Die Augen von Andreas Wolff leuchteten. "Ich freue mich wie ein Kind vor Weihnachten", sagte der Torhüter der deutschen Handballer dem SID: "Ich will mit dem Team rumhängen, Bälle schmeißen und dann Wettkampfspiele bestreiten. Ich komme in Ekstase, wenn ich daran denke, wieder mit den Jungs zu spielen."
Und auch Bundestrainer Alfred Gislason versprühte zum Start der heißen Phase der WM-Vorbereitung große Lust und Zuversicht.
"Ich hätte mir das sicherlich alles anders gewünscht, aber ich bin sehr neugierig", sagte der DHB-Coach im SID-Interview: "Ich liebe diesen kreativen Beruf seit jeher, und ich bin sehr gespannt, was mit dieser Mannschaft möglich ist."
Spätestens mit der Anreise ins vornehme Crowne Plaza Hotel in Neuss und dem obligatorischen Coronatest am Sonntag waren die neun Turnier-Absagen endgültig abgehakt - der Blick bei Gislason und seinen 20-WM-Fahrern geht ab jetzt nur noch nach vorn.

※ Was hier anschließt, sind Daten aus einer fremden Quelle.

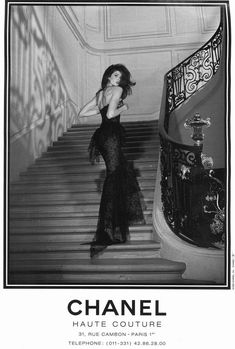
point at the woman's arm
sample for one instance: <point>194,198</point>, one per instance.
<point>89,109</point>
<point>113,110</point>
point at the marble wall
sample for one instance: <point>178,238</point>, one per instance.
<point>58,54</point>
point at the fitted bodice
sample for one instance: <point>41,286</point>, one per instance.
<point>103,112</point>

Wolff: "Dann spiele ich lieber mit jungen, wilden Spielern"
"Wenn Leute keine Lust oder irgendwelche Bedenken haben, ist es besser, wenn sie zu Hause bleiben", sagte 2016-Europameister Wolff: "Dann spiele ich lieber mit jungen, wilden Spielern, die richtig Bock auf das Turnier haben. Aus einer solchen Stimmung heraus kann man vom Underdog zum Titelaspiranten werden."
Viel Zeit für eine solche Metamorphose bleibt nicht. Bis zum Abflug nach Ägypten am 12. Januar stehen nur noch sieben Trainingstage plus zwei Spiele in der EM-Qualifikation gegen Österreich (6. und 10. Januar) auf dem Programm.
Zum Kader gehören neben fünf Europameistern von 2016 auch fünf Turnier-Debütanten. "Ich nehme die Challenge an. Zu den großen Favoriten gehören wir sicherlich nicht, aber wer weiß, was mit dieser Mannschaft geht", sagte Gislason.
Uwe Gensheimer bei der WM Kapitän
Gleich zu Beginn seiner kniffeligen Mission, dem nach eigenem Bekunden schwersten Job seiner inzwischen 30-jährigen Trainerkarriere, schuf der Isländer Fakten: Uwe Gensheimer wird das Team auch beim Turnier in Ägypten (13. bis 31. Januar) als Kapitän anführen, Wolff geht als erster von den drei Torhütern in das erste Großereignis unter Gislason.
"Die Leistung zählt immer, das ist klar. Generell ist Andi Wolff aber die '1A'-Lösung, gefolgt von Jogi Bitter als '1B' und Silvio Heinevetter als '1C'", stellte Gislason klar. Ihm ist bewusst, dass sein hochkarätiges Trio durch die WM-Absagen der drei besten Abwehrspieler noch mehr gefordert ist.
"Sie sind alle drei mental so stark, dass sie fast im Alleingang die Spiele gewinnen können", so Gislason, der hofft, "dass die drei sehr gut miteinander funktionieren und ein Team im Team bilden werden".
Unantastbar ist für den 61-Jährigen auch Kapitän Gensheimer, der beim Mega-Event am Nil sein siebtes Turnier als Anführer des DHB-Teams bestreiten wird. "Er ist auf seiner Position einer der besten Spieler der Welt - und zwar schon lange", sagte Gislason: "Es hat mich diese Saison sehr gefreut, dass er auch auf der Halbposition decken kann. Das kann für uns noch sehr wichtig werden."